[PATCH v2] monitor/qmp: fix race on CHR_EVENT_CLOSED without OOB

* [PATCH v2] monitor/qmp: fix race on CHR_EVENT_CLOSED without OOB
@ 2021-03-22 15:40 Stefan Reiter
  2021-04-07 13:19 ` Kevin Wolf
  2021-04-09 15:30 ` Markus Armbruster
  0 siblings, 2 replies; 8+ messages in thread
From: Stefan Reiter @ 2021-03-22 15:40 UTC (permalink / raw)
  To: Markus Armbruster, Kevin Wolf, Paolo Bonzini, Wolfgang Bumiller,
	Thomas Lamprecht
  Cc: qemu-devel

The QMP dispatcher coroutine holds the qmp_queue_lock over a yield
point, where it expects to be rescheduled from the main context. If a
CHR_EVENT_CLOSED event is received just then, it can race and block the
main thread on the mutex in monitor_qmp_cleanup_queue_and_resume.

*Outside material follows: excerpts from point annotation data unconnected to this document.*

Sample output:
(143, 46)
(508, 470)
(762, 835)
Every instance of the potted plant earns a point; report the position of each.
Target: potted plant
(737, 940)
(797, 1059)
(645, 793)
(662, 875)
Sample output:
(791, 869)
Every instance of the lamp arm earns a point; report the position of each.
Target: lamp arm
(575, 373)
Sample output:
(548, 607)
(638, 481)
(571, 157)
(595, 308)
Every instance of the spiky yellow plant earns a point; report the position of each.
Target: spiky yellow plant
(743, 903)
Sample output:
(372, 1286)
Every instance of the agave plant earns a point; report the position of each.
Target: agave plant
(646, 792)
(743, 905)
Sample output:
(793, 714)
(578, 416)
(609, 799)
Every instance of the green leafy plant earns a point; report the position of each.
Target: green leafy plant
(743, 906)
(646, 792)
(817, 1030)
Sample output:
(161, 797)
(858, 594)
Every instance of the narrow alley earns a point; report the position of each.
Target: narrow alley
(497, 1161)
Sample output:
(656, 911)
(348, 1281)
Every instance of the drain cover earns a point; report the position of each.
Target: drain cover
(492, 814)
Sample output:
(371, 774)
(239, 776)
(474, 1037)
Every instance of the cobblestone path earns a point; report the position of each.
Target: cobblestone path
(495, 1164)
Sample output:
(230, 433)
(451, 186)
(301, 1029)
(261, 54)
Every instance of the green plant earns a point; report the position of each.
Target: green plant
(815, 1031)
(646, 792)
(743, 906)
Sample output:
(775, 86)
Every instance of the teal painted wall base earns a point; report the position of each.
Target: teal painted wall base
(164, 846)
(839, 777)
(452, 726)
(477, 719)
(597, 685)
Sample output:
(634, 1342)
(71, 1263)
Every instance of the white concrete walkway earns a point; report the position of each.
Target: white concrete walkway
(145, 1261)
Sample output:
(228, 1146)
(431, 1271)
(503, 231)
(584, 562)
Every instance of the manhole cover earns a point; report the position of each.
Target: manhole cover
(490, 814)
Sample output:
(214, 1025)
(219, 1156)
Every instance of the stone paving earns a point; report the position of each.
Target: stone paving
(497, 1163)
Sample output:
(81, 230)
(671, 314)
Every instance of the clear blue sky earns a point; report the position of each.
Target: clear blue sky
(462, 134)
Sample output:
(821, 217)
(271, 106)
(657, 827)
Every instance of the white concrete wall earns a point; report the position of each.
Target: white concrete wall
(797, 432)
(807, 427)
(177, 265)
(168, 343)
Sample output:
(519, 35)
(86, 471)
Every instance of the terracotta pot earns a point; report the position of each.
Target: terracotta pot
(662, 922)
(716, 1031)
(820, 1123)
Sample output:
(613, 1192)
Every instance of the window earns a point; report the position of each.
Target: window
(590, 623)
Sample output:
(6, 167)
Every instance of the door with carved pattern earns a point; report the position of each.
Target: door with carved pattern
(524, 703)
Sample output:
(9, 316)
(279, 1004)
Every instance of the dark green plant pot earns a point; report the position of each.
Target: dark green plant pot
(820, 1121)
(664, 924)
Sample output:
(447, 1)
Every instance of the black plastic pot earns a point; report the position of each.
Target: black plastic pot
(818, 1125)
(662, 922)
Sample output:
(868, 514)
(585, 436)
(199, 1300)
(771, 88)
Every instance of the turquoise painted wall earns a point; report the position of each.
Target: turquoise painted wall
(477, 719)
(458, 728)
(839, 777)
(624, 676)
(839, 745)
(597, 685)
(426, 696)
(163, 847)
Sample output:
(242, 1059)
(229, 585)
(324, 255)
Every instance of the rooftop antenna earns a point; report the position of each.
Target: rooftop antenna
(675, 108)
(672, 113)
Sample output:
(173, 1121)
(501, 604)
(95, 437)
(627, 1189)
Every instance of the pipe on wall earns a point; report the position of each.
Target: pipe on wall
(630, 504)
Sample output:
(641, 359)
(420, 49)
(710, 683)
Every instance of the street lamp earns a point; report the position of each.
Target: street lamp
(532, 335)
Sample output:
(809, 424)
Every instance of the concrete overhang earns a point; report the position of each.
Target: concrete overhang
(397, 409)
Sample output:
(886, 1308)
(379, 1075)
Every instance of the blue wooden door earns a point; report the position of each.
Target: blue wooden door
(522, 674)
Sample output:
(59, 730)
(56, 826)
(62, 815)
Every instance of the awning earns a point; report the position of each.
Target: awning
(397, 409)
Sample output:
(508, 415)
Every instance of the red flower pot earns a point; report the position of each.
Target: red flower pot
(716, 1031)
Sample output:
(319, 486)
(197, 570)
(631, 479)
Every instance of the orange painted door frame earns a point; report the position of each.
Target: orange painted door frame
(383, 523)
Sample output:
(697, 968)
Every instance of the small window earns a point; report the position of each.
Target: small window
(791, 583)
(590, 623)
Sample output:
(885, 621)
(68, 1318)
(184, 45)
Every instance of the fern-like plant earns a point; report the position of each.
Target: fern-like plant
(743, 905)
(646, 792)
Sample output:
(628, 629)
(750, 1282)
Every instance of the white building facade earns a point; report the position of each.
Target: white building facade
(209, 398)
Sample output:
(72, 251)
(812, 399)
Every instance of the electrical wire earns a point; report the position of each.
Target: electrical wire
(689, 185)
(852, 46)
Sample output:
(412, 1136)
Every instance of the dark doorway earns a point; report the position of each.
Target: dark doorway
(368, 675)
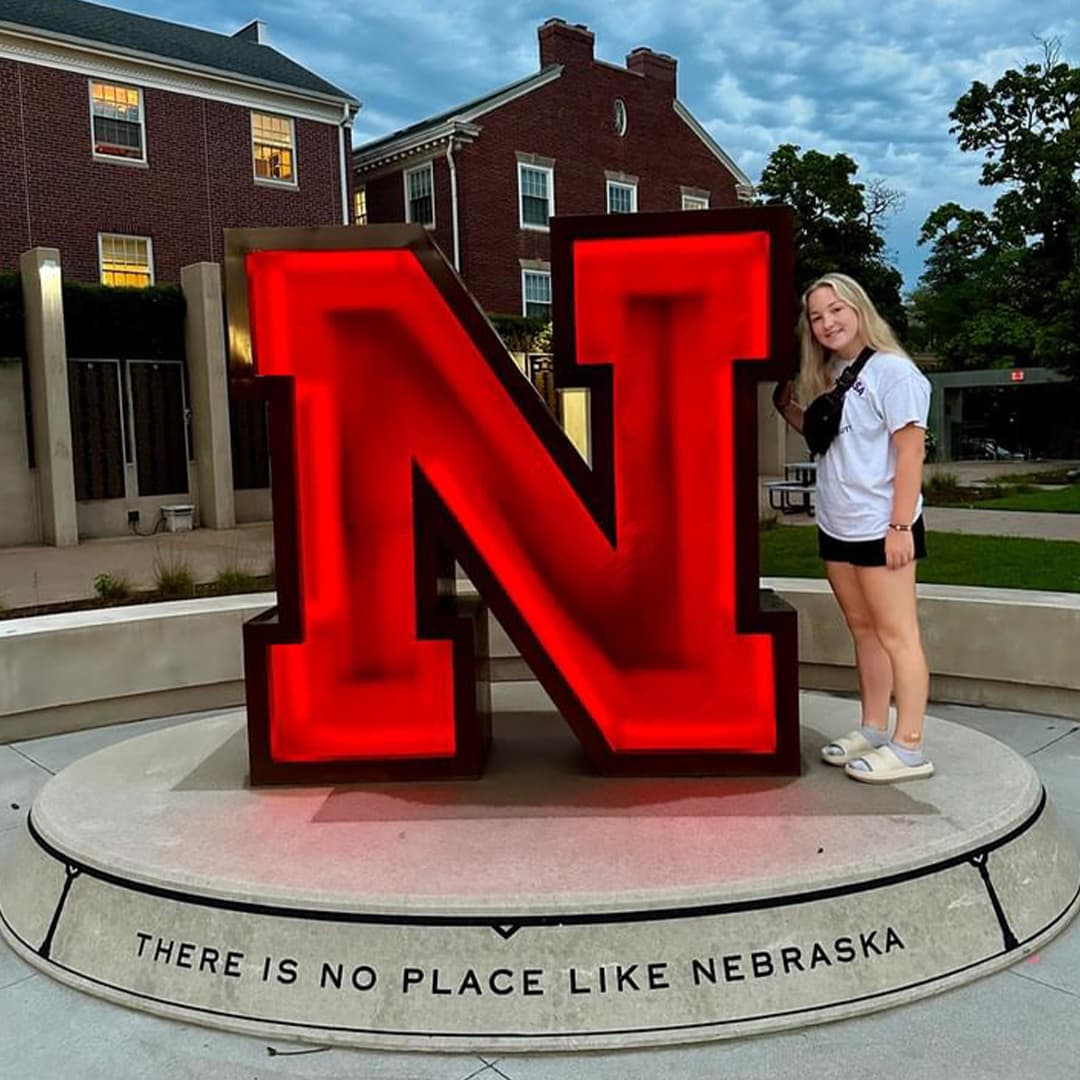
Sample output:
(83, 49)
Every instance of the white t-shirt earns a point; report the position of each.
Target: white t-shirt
(855, 474)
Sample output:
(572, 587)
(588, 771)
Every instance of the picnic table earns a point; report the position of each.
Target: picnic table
(794, 494)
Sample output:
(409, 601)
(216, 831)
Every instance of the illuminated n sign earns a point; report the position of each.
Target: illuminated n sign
(403, 437)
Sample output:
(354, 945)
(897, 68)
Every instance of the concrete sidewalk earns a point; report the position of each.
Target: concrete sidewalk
(1000, 523)
(31, 576)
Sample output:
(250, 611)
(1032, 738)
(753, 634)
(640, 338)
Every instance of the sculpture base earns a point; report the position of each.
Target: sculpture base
(540, 907)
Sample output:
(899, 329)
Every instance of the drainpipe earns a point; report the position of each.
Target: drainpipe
(346, 124)
(454, 200)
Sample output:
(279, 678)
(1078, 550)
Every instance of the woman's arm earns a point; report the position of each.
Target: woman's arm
(910, 449)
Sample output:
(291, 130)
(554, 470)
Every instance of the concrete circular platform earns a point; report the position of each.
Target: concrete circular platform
(540, 907)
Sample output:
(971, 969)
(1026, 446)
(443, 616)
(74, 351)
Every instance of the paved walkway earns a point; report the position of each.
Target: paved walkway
(30, 576)
(1001, 523)
(1020, 1023)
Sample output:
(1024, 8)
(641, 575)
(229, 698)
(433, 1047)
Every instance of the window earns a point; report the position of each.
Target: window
(420, 194)
(116, 119)
(622, 198)
(125, 260)
(273, 149)
(536, 187)
(536, 293)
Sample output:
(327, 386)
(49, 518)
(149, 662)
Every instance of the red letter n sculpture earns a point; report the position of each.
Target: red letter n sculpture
(403, 439)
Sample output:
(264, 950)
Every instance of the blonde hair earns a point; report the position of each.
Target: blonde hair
(813, 356)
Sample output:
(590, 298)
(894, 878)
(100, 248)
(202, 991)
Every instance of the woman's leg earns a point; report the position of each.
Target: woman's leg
(891, 602)
(872, 660)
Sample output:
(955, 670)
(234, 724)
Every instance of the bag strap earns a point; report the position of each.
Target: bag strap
(849, 375)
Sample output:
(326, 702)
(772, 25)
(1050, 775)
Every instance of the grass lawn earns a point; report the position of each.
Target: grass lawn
(1065, 500)
(956, 558)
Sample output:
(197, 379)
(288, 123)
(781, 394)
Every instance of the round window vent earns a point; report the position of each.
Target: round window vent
(620, 117)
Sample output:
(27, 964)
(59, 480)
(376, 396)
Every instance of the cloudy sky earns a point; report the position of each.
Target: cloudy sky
(873, 80)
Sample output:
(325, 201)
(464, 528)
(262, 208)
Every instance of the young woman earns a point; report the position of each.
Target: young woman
(868, 510)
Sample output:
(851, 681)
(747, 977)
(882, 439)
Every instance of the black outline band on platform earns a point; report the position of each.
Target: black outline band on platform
(503, 923)
(408, 1034)
(72, 868)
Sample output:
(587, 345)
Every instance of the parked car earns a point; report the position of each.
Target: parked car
(988, 449)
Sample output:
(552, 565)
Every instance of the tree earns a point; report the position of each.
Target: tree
(837, 221)
(1003, 288)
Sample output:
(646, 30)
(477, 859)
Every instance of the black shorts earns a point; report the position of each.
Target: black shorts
(866, 552)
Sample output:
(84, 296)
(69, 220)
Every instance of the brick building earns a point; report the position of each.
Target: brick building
(130, 143)
(579, 136)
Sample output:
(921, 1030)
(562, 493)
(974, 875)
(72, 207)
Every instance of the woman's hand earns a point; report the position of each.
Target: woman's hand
(899, 549)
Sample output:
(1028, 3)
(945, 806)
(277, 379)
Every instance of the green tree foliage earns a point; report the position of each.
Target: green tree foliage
(1003, 288)
(837, 221)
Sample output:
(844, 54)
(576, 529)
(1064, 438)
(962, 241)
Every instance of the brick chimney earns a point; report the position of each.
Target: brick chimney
(658, 67)
(563, 43)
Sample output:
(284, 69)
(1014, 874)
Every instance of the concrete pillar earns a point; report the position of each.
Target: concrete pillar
(771, 434)
(208, 382)
(46, 359)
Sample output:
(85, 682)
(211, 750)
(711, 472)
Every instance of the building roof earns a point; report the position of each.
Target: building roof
(432, 129)
(126, 32)
(385, 147)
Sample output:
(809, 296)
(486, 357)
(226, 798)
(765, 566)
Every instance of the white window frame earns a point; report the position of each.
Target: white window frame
(628, 186)
(550, 173)
(111, 158)
(271, 181)
(428, 166)
(526, 271)
(124, 235)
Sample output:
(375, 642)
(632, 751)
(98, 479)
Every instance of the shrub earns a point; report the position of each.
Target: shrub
(235, 579)
(173, 577)
(112, 586)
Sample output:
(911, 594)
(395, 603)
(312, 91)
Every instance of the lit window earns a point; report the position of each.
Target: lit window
(622, 198)
(536, 186)
(536, 293)
(125, 260)
(620, 117)
(273, 148)
(116, 117)
(420, 194)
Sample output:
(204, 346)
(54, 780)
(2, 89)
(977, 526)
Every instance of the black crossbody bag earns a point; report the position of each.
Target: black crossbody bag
(821, 421)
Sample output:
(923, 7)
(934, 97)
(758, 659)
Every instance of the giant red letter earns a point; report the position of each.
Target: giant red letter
(403, 437)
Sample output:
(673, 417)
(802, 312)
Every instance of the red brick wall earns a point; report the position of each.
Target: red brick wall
(571, 121)
(198, 180)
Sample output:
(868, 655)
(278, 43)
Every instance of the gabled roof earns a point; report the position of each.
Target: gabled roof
(125, 32)
(454, 121)
(434, 127)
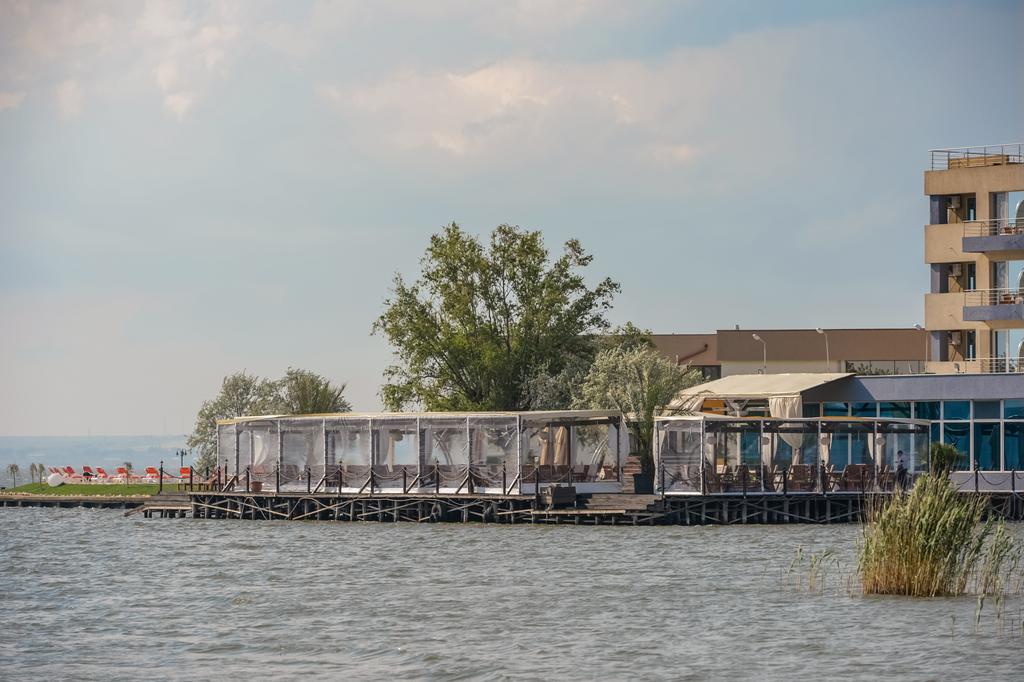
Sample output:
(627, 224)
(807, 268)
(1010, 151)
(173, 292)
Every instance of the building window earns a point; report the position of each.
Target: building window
(986, 409)
(986, 445)
(868, 410)
(894, 410)
(1013, 409)
(929, 411)
(1014, 451)
(957, 434)
(836, 410)
(955, 410)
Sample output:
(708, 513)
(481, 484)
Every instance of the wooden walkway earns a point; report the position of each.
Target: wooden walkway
(603, 509)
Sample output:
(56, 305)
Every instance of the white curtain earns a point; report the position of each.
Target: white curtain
(824, 446)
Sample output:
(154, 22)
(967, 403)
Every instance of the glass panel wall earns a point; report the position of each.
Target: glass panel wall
(1014, 451)
(986, 445)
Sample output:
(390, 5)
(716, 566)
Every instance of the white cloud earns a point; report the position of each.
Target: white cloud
(655, 113)
(69, 98)
(179, 102)
(10, 99)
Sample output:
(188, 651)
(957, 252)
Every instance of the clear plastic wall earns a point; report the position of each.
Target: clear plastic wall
(773, 456)
(566, 452)
(349, 452)
(448, 453)
(678, 446)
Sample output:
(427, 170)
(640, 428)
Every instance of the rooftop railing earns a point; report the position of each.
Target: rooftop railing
(999, 366)
(993, 297)
(973, 157)
(995, 227)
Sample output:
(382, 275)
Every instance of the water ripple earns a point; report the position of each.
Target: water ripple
(87, 594)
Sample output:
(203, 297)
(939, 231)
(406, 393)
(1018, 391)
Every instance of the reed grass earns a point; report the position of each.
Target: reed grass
(934, 542)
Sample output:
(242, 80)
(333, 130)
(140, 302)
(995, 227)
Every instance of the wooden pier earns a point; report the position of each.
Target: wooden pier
(606, 509)
(596, 509)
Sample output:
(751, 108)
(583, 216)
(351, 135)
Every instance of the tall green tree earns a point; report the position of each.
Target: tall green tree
(304, 392)
(640, 383)
(482, 320)
(241, 393)
(299, 392)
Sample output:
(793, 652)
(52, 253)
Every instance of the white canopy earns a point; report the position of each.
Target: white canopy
(782, 391)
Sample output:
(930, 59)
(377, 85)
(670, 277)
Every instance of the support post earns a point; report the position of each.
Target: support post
(660, 464)
(537, 486)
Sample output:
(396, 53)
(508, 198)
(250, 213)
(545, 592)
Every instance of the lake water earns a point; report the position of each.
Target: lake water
(88, 594)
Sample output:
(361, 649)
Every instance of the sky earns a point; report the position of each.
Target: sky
(188, 189)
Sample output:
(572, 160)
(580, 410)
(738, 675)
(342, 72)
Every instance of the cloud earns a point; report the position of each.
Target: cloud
(69, 98)
(10, 99)
(625, 114)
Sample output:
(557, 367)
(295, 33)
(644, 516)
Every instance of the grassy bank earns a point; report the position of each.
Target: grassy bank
(934, 542)
(87, 489)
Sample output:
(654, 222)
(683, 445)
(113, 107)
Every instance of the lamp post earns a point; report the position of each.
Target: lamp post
(827, 359)
(927, 344)
(764, 348)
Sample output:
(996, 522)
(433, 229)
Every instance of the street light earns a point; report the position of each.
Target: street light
(827, 360)
(927, 344)
(764, 366)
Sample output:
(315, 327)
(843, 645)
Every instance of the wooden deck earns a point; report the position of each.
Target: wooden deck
(598, 509)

monitor_resume does not need to be called from main context, so we can
call it immediately after popping a request from the queue, which allows
us to drop the qmp_queue_lock mutex before yielding.

Suggested-by: Wolfgang Bumiller <w.bumiller@proxmox.com>
Signed-off-by: Stefan Reiter <s.reiter@proxmox.com>
---

v2:
* different approach: move everything that needs the qmp_queue_lock mutex before
  the yield point, instead of moving the event handling to a different context

 monitor/qmp.c | 40 ++++++++++++++++++++++------------------
 1 file changed, 22 insertions(+), 18 deletions(-)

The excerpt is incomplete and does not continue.